Elle se rendait compte aussi que, de tous les péchés qu’elle avait commis, elle n’en regrettait finalement aucun et les assumait dans leur entièreté.
Ne lui restait que celui d’intention, pour lequel elle était finalement venue au départ.


Je confesse, mon Frère, avoir voulu blesser l’homme que j’aime alors même qu’il ne savait rien de ce que je ressentais pour lui. Nous avons vécu un éprouvant face à face en public et, devant les armes qu’il déployait pour me confondre, je lui en ai tant voulu que j’ai failli user des mêmes. Non pas parce qu’il jouait son rôle, mais parce qu’il portait ainsi atteinte à ce que j’avais de plus intime. Aujourd’hui encore, non pas vis-à-vis de lui, mais vis-à-vis d’autres personnes, la haine couve et je me sais capable du pire. Je lutte. Une lutte de tous les jours. Et je ne sais si elle aura raison de moi ou si c’est moi qui aurai raison d’elle. Lutter me rend faible et m’oblige à tuer en moi une partie de ce que je suis. La politique, mon Frère, le pire fléau qui soit en ce bas monde et qui puisse donner des envies de meurtre.
Kronembourg
Si cette maudite planche avait été plus fine, peut-être aurait-il pu respirer son odeur. Cette fragrance particulière en laquelle il aimait tant à se perdre. Peut-être même aurait-il pu percevoir la chaleur de son corps, assis là, à seulement quelques infimes centimètres de lui, et cependant intouchable.
L'amplitude de la distance entre leurs deux personnes, peut-être même entre leurs deux individualités, lui apparut soudain comme une évidence.
Il s'était fourvoyé. Et de cela aussi, le cistercien devrait se confesser. C'était l'homme de Dieu qui devait reprendre le dessus sur lui-même.


Il faut voir la haine comme une énergie qui peut vous aider à avancer, si vous savez la transformer positivement. Lutter contre cette énergie est une étape dans le processus de transformation. Mais le plus important, c'est d'en localiser la source.
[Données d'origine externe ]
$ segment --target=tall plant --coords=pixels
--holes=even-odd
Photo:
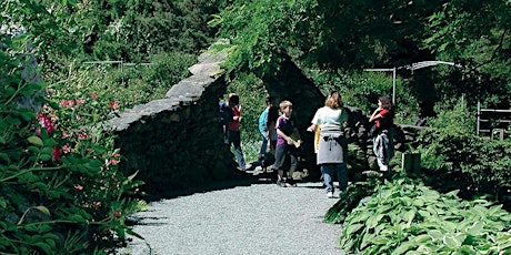
[[[114,103],[50,99],[53,91],[34,79],[33,58],[51,52],[40,43],[64,35],[50,10],[8,1],[0,16],[21,31],[2,31],[0,52],[0,251],[102,254],[126,241],[137,205],[127,195],[140,183],[118,173],[113,136],[96,125]],[[37,18],[48,22],[31,23]]]

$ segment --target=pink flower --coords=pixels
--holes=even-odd
[[[119,105],[118,102],[112,101],[112,102],[110,102],[110,103],[108,104],[108,106],[109,106],[110,109],[112,109],[112,110],[118,110],[120,105]]]
[[[59,106],[72,108],[74,105],[73,100],[61,100]]]
[[[53,145],[53,152],[51,153],[51,159],[53,162],[60,164],[60,157],[62,156],[62,150],[60,150],[57,145]]]
[[[108,164],[109,165],[117,165],[117,164],[119,164],[119,161],[118,160],[109,160]]]
[[[66,144],[66,145],[62,146],[62,152],[63,153],[70,153],[71,151],[72,151],[72,147],[69,146],[69,144]]]
[[[87,133],[77,133],[78,139],[86,140],[89,137]]]
[[[74,185],[74,188],[77,188],[77,190],[81,191],[81,190],[83,190],[83,186],[82,186],[82,185],[80,185],[80,184],[76,184],[76,185]]]
[[[43,113],[39,113],[37,120],[39,121],[39,124],[42,126],[42,128],[46,128],[47,129],[47,132],[50,134],[51,132],[53,132],[54,128],[53,128],[53,124],[51,123],[51,119],[46,116]]]

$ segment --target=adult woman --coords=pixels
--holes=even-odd
[[[323,182],[328,197],[333,197],[333,178],[337,174],[339,190],[348,186],[348,140],[344,135],[344,123],[348,121],[348,112],[339,92],[332,92],[327,98],[324,106],[318,109],[312,119],[312,125],[307,130],[313,132],[321,126],[318,165],[323,174]]]

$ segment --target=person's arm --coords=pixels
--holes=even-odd
[[[290,136],[285,135],[284,132],[282,132],[280,129],[277,129],[277,134],[281,136],[283,140],[285,140],[288,144],[293,144],[293,140]]]
[[[301,146],[302,143],[303,143],[303,141],[302,141],[302,137],[300,136],[300,132],[298,131],[297,128],[294,128],[293,133],[294,133],[294,135],[295,135],[297,139],[298,139],[298,141],[297,141],[298,145],[297,145],[297,146]]]
[[[369,118],[369,122],[373,122],[374,120],[381,118],[381,115],[379,114],[381,112],[381,108],[378,108],[377,110],[374,110],[374,112],[372,113],[371,118]]]
[[[307,131],[314,132],[317,126],[318,126],[317,124],[312,124],[309,128],[307,128]]]
[[[236,113],[234,113],[234,116],[232,118],[232,120],[240,122],[241,121],[241,105],[240,105],[240,108],[238,108],[238,106],[234,106],[234,108],[232,108],[232,111],[236,112],[236,110],[238,110],[238,115],[236,115]]]

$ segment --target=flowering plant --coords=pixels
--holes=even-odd
[[[118,172],[114,136],[100,124],[119,103],[26,81],[18,59],[0,60],[10,74],[0,79],[0,251],[98,254],[137,235],[126,216],[141,183]]]

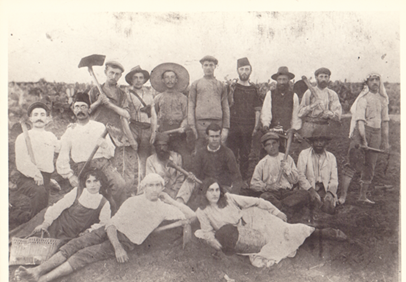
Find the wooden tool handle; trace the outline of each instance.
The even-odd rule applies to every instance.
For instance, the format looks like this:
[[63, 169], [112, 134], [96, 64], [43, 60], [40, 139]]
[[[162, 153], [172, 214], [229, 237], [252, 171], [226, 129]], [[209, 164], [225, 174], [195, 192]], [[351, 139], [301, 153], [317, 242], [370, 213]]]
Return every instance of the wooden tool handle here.
[[[173, 167], [174, 169], [176, 169], [177, 171], [179, 171], [180, 173], [184, 174], [185, 176], [189, 175], [189, 172], [187, 172], [186, 170], [184, 170], [183, 168], [181, 168], [180, 166], [176, 165], [173, 161], [169, 160], [168, 161], [168, 166]], [[196, 177], [195, 177], [196, 178]], [[199, 184], [202, 184], [202, 181], [200, 181], [199, 179], [196, 178], [196, 182]]]

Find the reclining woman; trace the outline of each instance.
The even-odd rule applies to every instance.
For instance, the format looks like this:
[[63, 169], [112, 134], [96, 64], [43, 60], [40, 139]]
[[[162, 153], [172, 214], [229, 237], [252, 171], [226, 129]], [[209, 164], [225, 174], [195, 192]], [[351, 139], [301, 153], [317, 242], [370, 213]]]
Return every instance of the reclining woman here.
[[248, 255], [256, 267], [269, 267], [295, 256], [297, 249], [312, 234], [324, 239], [347, 238], [338, 229], [314, 232], [314, 227], [287, 223], [286, 215], [270, 202], [224, 193], [214, 179], [206, 179], [201, 187], [201, 205], [196, 211], [201, 229], [195, 236], [226, 255]]
[[50, 238], [61, 239], [61, 244], [66, 243], [81, 233], [103, 226], [114, 206], [106, 176], [99, 169], [91, 169], [80, 177], [79, 187], [9, 235], [25, 237], [43, 231]]

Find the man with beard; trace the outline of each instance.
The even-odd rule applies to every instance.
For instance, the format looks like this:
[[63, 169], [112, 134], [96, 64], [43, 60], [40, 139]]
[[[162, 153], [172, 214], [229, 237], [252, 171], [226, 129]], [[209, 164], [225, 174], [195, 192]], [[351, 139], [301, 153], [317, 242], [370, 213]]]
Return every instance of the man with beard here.
[[308, 191], [321, 204], [321, 210], [333, 214], [337, 202], [338, 176], [336, 158], [326, 151], [331, 138], [317, 128], [307, 140], [311, 147], [300, 152], [297, 169], [306, 176], [311, 186]]
[[299, 118], [302, 119], [301, 135], [311, 137], [317, 127], [322, 127], [328, 134], [330, 120], [340, 121], [341, 104], [337, 93], [327, 86], [330, 82], [331, 71], [320, 68], [314, 73], [317, 87], [313, 87], [317, 97], [308, 89], [299, 106]]
[[252, 136], [258, 131], [261, 100], [256, 86], [249, 82], [252, 66], [247, 58], [237, 60], [237, 83], [230, 85], [230, 133], [228, 147], [239, 162], [242, 178], [248, 175], [248, 155]]
[[185, 167], [191, 165], [191, 151], [186, 142], [187, 96], [182, 93], [189, 85], [189, 73], [181, 65], [163, 63], [151, 72], [151, 85], [159, 92], [154, 99], [158, 115], [158, 131], [173, 131], [169, 149], [182, 156]]
[[[107, 135], [105, 139], [101, 138], [106, 127], [101, 122], [90, 120], [90, 101], [86, 93], [76, 93], [72, 107], [77, 122], [70, 124], [61, 137], [62, 145], [56, 161], [56, 169], [63, 178], [69, 179], [72, 187], [77, 187], [78, 173], [93, 149], [96, 145], [99, 145], [99, 149], [94, 155], [90, 167], [101, 169], [107, 176], [111, 184], [111, 195], [118, 208], [126, 199], [126, 185], [117, 169], [110, 163], [115, 150], [110, 136]], [[70, 166], [71, 160], [74, 169]]]
[[157, 133], [155, 139], [155, 154], [147, 159], [147, 174], [157, 173], [165, 181], [165, 192], [169, 196], [175, 199], [185, 176], [168, 166], [168, 162], [171, 161], [175, 165], [182, 167], [182, 157], [168, 148], [169, 136], [165, 133]]
[[207, 145], [206, 128], [211, 123], [221, 127], [221, 141], [226, 143], [230, 128], [230, 107], [227, 90], [214, 77], [218, 60], [205, 56], [200, 60], [204, 76], [190, 86], [188, 100], [188, 124], [196, 137], [196, 151]]
[[339, 203], [344, 204], [348, 187], [355, 172], [361, 171], [361, 189], [358, 201], [373, 205], [367, 198], [369, 186], [375, 174], [378, 154], [367, 147], [389, 151], [389, 98], [381, 75], [371, 73], [367, 76], [365, 87], [351, 107], [351, 143], [348, 149], [347, 163], [341, 176], [341, 194]]
[[[131, 116], [126, 94], [117, 85], [124, 67], [116, 61], [108, 61], [105, 66], [106, 82], [101, 86], [105, 95], [100, 95], [97, 87], [89, 91], [90, 118], [110, 125], [112, 130], [109, 130], [109, 134], [117, 147], [112, 162], [122, 172], [127, 186], [130, 187], [138, 171], [136, 154], [138, 144], [129, 127]], [[132, 150], [129, 149], [130, 146]]]
[[271, 76], [276, 80], [276, 89], [270, 90], [262, 105], [261, 122], [263, 131], [282, 129], [283, 131], [299, 130], [302, 126], [298, 118], [299, 98], [290, 89], [289, 81], [295, 78], [287, 67], [280, 67]]
[[[16, 166], [20, 175], [16, 182], [16, 189], [10, 190], [10, 204], [18, 207], [19, 197], [29, 198], [30, 205], [26, 210], [19, 211], [17, 216], [10, 217], [19, 223], [30, 220], [43, 208], [48, 206], [49, 183], [54, 171], [54, 154], [59, 152], [59, 141], [56, 136], [45, 130], [48, 122], [49, 109], [41, 102], [35, 102], [27, 111], [32, 129], [28, 136], [18, 135], [15, 142]], [[27, 140], [28, 139], [28, 140]], [[33, 159], [28, 153], [28, 142], [31, 143]]]
[[[148, 71], [141, 69], [140, 66], [132, 68], [125, 76], [125, 80], [130, 85], [126, 91], [131, 115], [130, 129], [138, 144], [138, 183], [145, 177], [146, 161], [152, 154], [152, 144], [154, 144], [157, 129], [153, 89], [144, 86], [148, 79]], [[128, 148], [126, 153], [131, 156], [135, 155], [132, 148]], [[135, 162], [136, 160], [133, 160], [133, 165]], [[134, 169], [127, 170], [135, 174]]]
[[217, 123], [211, 123], [206, 128], [208, 145], [197, 151], [194, 159], [192, 173], [179, 190], [176, 200], [187, 203], [192, 193], [199, 184], [194, 180], [206, 178], [217, 179], [227, 192], [239, 194], [242, 179], [235, 161], [233, 152], [221, 143], [221, 127]]

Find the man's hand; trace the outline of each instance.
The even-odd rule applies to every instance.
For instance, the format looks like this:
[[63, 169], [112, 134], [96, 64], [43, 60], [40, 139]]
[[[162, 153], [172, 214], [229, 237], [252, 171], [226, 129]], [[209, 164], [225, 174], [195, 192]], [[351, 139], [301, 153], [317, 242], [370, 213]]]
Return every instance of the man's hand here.
[[292, 172], [292, 169], [291, 169], [288, 161], [286, 161], [286, 160], [281, 160], [281, 169], [287, 175], [289, 175]]
[[116, 247], [115, 252], [116, 252], [116, 259], [117, 259], [118, 263], [125, 263], [128, 261], [129, 258], [128, 258], [127, 252], [123, 249], [121, 244]]
[[78, 177], [73, 174], [71, 177], [69, 177], [69, 183], [72, 187], [78, 187], [79, 186]]
[[278, 213], [276, 216], [282, 219], [284, 222], [288, 220], [288, 217], [283, 212]]
[[226, 144], [228, 136], [228, 128], [224, 128], [221, 130], [221, 144]]
[[34, 176], [34, 181], [38, 186], [44, 185], [44, 178], [41, 173]]

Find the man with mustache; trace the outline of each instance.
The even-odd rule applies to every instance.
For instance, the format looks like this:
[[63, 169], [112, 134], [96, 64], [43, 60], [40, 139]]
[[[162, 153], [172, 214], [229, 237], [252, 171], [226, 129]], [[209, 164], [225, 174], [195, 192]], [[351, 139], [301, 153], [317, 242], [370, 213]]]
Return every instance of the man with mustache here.
[[301, 135], [311, 137], [317, 127], [322, 127], [328, 133], [331, 120], [341, 119], [341, 104], [338, 95], [327, 86], [330, 82], [331, 71], [327, 68], [320, 68], [314, 73], [317, 87], [314, 87], [317, 96], [315, 97], [308, 89], [302, 98], [299, 106], [299, 118], [302, 119]]
[[378, 154], [361, 147], [383, 149], [389, 151], [389, 98], [381, 75], [371, 73], [365, 80], [365, 87], [351, 106], [351, 143], [348, 149], [347, 163], [341, 176], [341, 194], [339, 203], [344, 204], [348, 187], [356, 171], [361, 170], [361, 189], [358, 201], [373, 205], [374, 201], [367, 198], [367, 192], [375, 174]]
[[300, 152], [297, 169], [306, 176], [311, 186], [308, 191], [317, 205], [321, 206], [322, 211], [333, 214], [337, 202], [338, 176], [336, 158], [326, 151], [331, 138], [322, 128], [317, 128], [307, 140], [311, 147]]
[[[90, 167], [101, 169], [111, 183], [111, 195], [118, 208], [126, 199], [125, 181], [111, 164], [114, 156], [114, 144], [110, 136], [101, 138], [105, 126], [101, 122], [90, 120], [90, 100], [86, 93], [78, 92], [72, 104], [77, 122], [70, 124], [61, 137], [61, 151], [56, 161], [56, 169], [63, 177], [69, 179], [72, 187], [78, 186], [78, 173], [89, 158], [91, 152], [99, 145], [99, 149], [90, 163]], [[73, 168], [70, 162], [73, 162]], [[113, 211], [115, 212], [115, 211]]]
[[158, 115], [158, 131], [177, 130], [169, 136], [169, 149], [182, 156], [183, 164], [191, 166], [191, 149], [186, 142], [187, 96], [182, 92], [189, 85], [189, 73], [181, 65], [163, 63], [151, 71], [151, 85], [159, 92], [154, 99]]
[[45, 125], [49, 121], [48, 107], [44, 103], [35, 102], [28, 107], [27, 114], [32, 123], [28, 136], [34, 159], [30, 158], [26, 137], [21, 133], [15, 142], [16, 166], [20, 175], [16, 189], [10, 190], [12, 206], [18, 206], [19, 195], [25, 195], [30, 199], [30, 207], [15, 217], [19, 223], [30, 220], [48, 206], [49, 183], [55, 169], [54, 154], [59, 152], [60, 147], [56, 136], [45, 130]]
[[299, 130], [302, 122], [298, 117], [299, 98], [289, 85], [295, 75], [287, 67], [280, 67], [271, 76], [276, 80], [276, 89], [268, 91], [261, 111], [263, 131], [269, 129]]
[[258, 131], [262, 102], [257, 87], [250, 83], [252, 66], [247, 58], [237, 60], [239, 79], [230, 85], [230, 133], [228, 147], [239, 162], [241, 176], [249, 178], [248, 164], [252, 136]]
[[148, 157], [146, 171], [147, 174], [159, 174], [165, 181], [164, 192], [175, 198], [182, 183], [185, 181], [185, 176], [173, 167], [168, 166], [168, 162], [171, 161], [177, 166], [182, 167], [182, 157], [178, 153], [170, 151], [168, 144], [169, 136], [158, 132], [154, 143], [155, 154]]

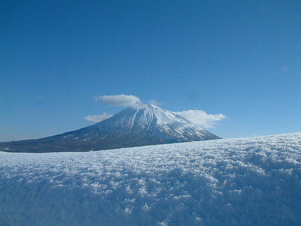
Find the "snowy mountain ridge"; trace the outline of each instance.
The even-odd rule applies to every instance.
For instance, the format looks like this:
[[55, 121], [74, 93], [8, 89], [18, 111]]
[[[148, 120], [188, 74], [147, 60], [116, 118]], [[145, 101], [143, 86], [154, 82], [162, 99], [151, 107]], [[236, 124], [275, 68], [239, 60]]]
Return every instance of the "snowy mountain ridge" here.
[[2, 225], [301, 222], [301, 133], [0, 159]]
[[89, 151], [220, 139], [186, 119], [154, 104], [128, 107], [89, 127], [41, 138], [0, 143], [12, 152]]

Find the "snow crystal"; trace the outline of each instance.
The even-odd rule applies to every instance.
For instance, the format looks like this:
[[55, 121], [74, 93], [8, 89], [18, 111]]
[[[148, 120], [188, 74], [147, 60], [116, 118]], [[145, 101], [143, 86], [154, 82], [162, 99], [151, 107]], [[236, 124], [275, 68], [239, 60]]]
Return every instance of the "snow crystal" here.
[[298, 225], [301, 133], [0, 152], [0, 225]]

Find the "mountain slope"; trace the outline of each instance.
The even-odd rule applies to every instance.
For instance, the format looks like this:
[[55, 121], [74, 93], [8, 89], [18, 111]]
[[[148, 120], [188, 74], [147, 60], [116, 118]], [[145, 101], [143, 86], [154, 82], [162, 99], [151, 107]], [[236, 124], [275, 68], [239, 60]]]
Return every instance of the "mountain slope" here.
[[220, 139], [186, 119], [153, 104], [127, 108], [93, 126], [63, 134], [0, 144], [17, 152], [88, 151]]

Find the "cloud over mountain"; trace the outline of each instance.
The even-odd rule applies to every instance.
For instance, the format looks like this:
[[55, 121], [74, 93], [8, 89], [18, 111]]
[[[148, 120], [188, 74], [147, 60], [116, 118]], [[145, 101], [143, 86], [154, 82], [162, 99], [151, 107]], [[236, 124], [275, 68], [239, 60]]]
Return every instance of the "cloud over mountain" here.
[[99, 123], [99, 122], [103, 121], [103, 120], [108, 119], [112, 116], [113, 116], [112, 115], [108, 115], [106, 112], [104, 112], [101, 115], [98, 115], [96, 116], [88, 116], [85, 117], [85, 119], [88, 121]]
[[134, 109], [142, 109], [144, 107], [139, 97], [132, 95], [104, 95], [95, 96], [93, 98], [98, 103], [110, 106], [130, 107]]
[[208, 114], [203, 110], [188, 110], [175, 112], [187, 119], [198, 126], [206, 128], [212, 128], [216, 124], [216, 121], [220, 121], [227, 117], [223, 114]]

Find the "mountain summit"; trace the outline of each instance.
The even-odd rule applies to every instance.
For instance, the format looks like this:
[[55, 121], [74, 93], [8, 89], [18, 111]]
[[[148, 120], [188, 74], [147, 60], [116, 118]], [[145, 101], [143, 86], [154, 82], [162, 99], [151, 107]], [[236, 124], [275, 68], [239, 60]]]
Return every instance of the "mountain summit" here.
[[128, 107], [96, 124], [37, 140], [0, 143], [12, 152], [89, 151], [220, 138], [186, 119], [154, 104]]

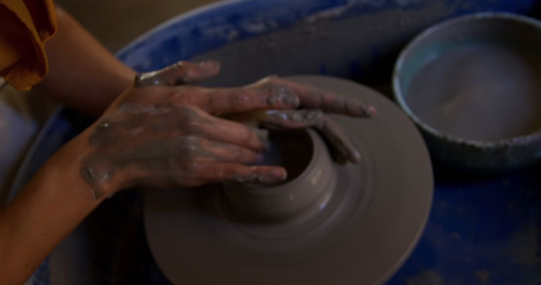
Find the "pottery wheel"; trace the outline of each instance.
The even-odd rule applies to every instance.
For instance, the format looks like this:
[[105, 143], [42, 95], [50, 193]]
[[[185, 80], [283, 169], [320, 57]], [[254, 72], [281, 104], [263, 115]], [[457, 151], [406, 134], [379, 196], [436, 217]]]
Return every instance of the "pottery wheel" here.
[[370, 119], [334, 117], [362, 161], [332, 165], [334, 194], [314, 218], [298, 223], [241, 222], [219, 186], [147, 191], [147, 238], [173, 283], [378, 284], [414, 248], [433, 191], [428, 152], [414, 126], [390, 100], [358, 84], [289, 79], [377, 108]]

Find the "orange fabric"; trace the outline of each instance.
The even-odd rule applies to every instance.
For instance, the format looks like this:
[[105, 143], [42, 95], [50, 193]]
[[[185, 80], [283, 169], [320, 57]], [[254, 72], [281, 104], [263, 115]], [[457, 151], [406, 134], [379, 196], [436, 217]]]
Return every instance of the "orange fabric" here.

Quelle est cette partie intime en vous qui fut atteinte ? En quoi vous porte-t-elle à éprouver de la haine vis-à-vis de votre entourage ? La politique est-elle vraiment mêlée à votre haine ?

Comme il avait conscience que les réponses en retour seraient plus que difficiles à formuler, il ajouta.

Vous ne devez pas tuer en vous une partie de ce que vous êtes, mais bien exprimer cette partie pour être au clair avec elle. La politique est un jeu de dupes, pas plus que ça, dans lequel le " Paraître " est plus important que l' " Etre " . Je parle d'expérience mais ici dans ce confessionnal, il n'est pas question de cela.
Ici nous ne sommes que deux, seul le Tout Puissant nous écoute. Vous pouvez parler sans crainte.